Oxford Biomedica is a leading, fully integrated, cell and gene therapy group
We have built a sector leading lentiviral vector delivery system, LentiVector® platform, which we leverage to develop in vivo and ex vivo products both in-house and with partners. We have also created a valuable proprietary portfolio of cell and gene therapy product candidates in the areas of oncology, ophthalmology, CNS disorders and liver diseases.
Oxford Biomedica has entered into a number of partnerships, including with Novartis, Juno Therapeutics/Bristol Myers Squibb, SIO Gene Therapies, Orchard Therapeutics, Santen, Beam Therapeutics, Boehringer Ingelheim, the UK Cystic Fibrosis Gene Therapy Consortium and Imperial Innovations.
Additionally, we have a three-year master supply and development agreement with AstraZeneca for large-scale manufacturing of the adenoviral based COVID-19 vaccine.
Oxford Biomedica is based across several locations in Oxfordshire, UK and employs more than 740 people.
Strategy: leveraging our viral vector expertise
Oxford Biomedica’s LentiVector® system is at the heart of the business.

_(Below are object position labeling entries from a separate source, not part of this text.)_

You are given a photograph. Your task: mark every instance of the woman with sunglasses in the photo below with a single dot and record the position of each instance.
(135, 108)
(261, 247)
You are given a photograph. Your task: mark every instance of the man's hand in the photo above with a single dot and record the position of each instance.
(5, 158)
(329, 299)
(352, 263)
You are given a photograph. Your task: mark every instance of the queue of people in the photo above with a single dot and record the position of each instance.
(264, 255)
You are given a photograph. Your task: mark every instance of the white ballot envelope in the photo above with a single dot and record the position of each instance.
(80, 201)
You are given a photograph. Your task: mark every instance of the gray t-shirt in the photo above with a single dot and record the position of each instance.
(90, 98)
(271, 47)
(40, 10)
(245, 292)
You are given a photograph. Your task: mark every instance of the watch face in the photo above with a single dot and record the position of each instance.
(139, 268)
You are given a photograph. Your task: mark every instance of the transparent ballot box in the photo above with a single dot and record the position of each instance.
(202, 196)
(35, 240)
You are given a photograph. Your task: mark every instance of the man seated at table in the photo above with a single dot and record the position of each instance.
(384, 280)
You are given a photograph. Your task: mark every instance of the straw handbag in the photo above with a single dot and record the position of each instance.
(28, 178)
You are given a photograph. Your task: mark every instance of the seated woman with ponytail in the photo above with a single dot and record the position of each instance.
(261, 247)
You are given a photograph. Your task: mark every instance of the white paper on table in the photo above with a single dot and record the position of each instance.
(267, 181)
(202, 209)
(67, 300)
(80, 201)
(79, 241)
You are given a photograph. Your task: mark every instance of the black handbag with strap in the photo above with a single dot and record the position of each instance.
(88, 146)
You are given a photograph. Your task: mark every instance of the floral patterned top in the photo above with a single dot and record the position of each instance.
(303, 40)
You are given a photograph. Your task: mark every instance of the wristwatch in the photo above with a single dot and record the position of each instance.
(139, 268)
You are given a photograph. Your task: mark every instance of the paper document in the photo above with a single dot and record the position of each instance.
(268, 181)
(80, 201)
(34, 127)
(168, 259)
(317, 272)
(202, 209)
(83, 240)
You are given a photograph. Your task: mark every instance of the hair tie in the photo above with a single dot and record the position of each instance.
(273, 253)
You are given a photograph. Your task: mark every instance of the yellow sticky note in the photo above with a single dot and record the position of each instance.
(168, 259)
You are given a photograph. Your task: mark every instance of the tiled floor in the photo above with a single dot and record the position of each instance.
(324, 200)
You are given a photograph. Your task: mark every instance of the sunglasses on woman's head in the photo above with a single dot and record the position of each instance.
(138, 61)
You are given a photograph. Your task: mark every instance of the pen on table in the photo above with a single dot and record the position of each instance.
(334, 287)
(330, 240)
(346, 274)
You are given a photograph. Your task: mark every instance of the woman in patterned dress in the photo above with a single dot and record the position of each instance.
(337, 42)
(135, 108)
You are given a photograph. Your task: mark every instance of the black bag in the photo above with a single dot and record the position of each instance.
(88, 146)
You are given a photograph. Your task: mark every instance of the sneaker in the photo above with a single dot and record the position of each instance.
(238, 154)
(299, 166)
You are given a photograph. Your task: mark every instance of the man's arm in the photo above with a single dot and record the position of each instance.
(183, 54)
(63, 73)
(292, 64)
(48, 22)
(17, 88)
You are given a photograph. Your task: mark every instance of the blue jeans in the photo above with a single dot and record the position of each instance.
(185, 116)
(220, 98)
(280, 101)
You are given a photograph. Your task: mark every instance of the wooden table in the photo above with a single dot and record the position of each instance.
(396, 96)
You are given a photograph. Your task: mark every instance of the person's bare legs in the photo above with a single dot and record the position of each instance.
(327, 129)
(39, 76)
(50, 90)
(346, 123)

We are driving the industrialisation of lentiviral vectors. We aim to bring down the cost per dose through IP innovation, opening up therapeutic markets currently inaccessible to cell and gene therapy due to the amount (and therefore costs) of the vector required. In addition, the reduction in cost will help drive adoption by payors into indications where there are far larger numbers of patients, by bringing down the overall cost per patient treated.
Our IP, patents and know-how, along with our 20 plus years of expertise in applying our lentiviral vector technology is enabling our customers to bring next generation treatments for serious diseases to market.

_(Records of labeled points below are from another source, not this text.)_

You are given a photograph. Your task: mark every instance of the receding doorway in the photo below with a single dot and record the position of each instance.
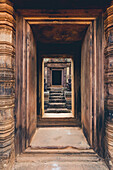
(56, 77)
(58, 87)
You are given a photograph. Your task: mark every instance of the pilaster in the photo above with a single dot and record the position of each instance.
(108, 26)
(7, 83)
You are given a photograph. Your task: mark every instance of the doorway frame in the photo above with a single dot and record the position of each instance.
(72, 115)
(33, 17)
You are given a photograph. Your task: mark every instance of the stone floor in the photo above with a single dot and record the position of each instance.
(59, 149)
(62, 137)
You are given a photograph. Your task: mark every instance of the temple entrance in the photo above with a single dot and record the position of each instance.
(56, 77)
(57, 87)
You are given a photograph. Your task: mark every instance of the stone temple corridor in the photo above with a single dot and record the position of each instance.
(56, 84)
(59, 149)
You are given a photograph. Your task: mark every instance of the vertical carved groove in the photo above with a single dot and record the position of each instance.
(7, 83)
(108, 26)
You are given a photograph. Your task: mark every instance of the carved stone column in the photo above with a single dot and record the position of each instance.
(7, 83)
(108, 24)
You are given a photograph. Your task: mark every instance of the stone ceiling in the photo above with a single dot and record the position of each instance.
(60, 4)
(59, 33)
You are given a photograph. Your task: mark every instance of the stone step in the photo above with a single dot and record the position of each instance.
(56, 94)
(56, 97)
(57, 105)
(57, 110)
(56, 91)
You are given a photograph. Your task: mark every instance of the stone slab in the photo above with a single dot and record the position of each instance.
(59, 138)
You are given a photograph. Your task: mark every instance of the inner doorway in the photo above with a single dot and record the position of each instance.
(58, 88)
(56, 77)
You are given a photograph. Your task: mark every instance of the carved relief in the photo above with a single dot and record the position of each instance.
(108, 24)
(7, 83)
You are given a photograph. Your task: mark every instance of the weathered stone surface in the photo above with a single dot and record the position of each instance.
(108, 24)
(7, 84)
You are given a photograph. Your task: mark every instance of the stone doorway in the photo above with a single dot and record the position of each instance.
(58, 87)
(57, 77)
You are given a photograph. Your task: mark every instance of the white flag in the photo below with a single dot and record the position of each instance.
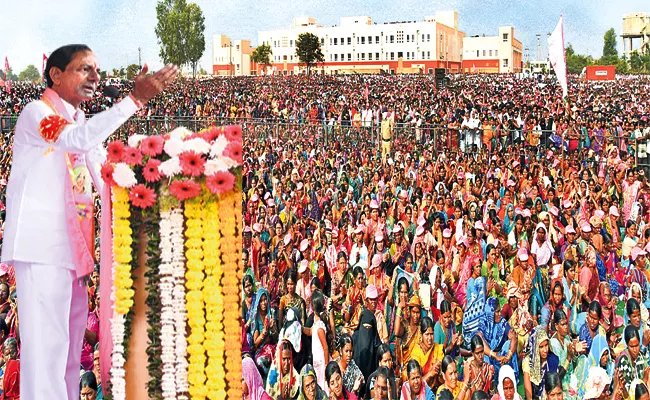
(556, 55)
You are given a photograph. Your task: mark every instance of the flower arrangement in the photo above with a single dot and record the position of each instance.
(181, 192)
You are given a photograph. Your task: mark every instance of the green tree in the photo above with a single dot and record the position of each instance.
(262, 55)
(193, 32)
(30, 74)
(308, 50)
(132, 70)
(180, 32)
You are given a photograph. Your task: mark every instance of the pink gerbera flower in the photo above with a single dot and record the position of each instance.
(151, 172)
(152, 146)
(132, 156)
(115, 151)
(192, 163)
(107, 174)
(185, 189)
(220, 182)
(142, 196)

Our Contract Development and Manufacturing Organisation (CDMO) business provides scale-up solutions and commercial supply of viral vectors to pharmaceutical and biotech companies in the fast-growing cell and gene therapy field.

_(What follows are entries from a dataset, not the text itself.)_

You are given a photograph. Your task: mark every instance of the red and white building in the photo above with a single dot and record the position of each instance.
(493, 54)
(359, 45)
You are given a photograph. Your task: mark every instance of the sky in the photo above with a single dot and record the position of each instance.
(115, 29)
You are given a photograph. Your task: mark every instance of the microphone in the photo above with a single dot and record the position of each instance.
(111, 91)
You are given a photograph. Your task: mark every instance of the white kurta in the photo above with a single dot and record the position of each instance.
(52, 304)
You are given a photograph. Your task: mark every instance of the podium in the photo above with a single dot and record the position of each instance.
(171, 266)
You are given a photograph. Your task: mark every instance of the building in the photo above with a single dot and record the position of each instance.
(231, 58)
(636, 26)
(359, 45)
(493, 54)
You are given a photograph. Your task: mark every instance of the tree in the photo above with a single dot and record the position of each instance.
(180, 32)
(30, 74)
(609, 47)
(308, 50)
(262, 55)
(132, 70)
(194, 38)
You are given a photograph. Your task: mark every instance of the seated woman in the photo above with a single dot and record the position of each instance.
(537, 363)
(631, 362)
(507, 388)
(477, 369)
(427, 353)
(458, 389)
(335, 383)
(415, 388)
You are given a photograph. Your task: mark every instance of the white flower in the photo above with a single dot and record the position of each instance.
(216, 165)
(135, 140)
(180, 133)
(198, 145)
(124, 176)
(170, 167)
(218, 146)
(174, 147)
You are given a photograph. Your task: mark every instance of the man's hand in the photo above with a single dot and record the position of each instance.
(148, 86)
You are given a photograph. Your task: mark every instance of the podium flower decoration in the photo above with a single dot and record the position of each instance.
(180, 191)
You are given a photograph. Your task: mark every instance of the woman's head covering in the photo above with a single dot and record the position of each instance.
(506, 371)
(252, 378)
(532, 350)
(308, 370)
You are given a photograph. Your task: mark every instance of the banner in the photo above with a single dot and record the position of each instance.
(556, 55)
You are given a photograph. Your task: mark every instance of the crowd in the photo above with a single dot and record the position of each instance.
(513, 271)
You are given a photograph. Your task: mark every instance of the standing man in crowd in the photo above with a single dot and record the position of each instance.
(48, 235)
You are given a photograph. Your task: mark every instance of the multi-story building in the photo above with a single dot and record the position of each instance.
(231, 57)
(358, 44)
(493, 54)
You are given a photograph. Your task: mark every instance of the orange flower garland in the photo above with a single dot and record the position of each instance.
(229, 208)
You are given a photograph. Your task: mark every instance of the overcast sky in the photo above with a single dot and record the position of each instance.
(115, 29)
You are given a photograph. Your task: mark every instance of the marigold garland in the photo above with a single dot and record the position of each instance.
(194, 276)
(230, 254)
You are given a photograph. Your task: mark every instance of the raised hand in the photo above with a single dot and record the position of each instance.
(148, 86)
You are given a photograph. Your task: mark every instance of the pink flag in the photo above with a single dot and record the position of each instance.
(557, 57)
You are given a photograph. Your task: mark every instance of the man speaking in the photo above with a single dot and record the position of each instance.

Oxford Biomedica’s expert professionals use our world-leading facilities to develop and manufacture commercially scalable products for partners.
Our industry leading knowledge in multiple therapeutic areas (gene modified cell therapies, ocular, liver, respiratory diseases and CNS disorder) means we can help solve partners scale-up and supply needs in all of the leading areas in which cell and gene therapy products are being developed.
Oxford Biomedica develops innovative new IP-protected LentiVector® based therapies, leveraging our internal research expertise and know-how. We select patient-centric product candidates and progress these through proof-of-concept, and into early clinical development, before either seeking third-party funding for full development and commercialisation or to develop further in-house.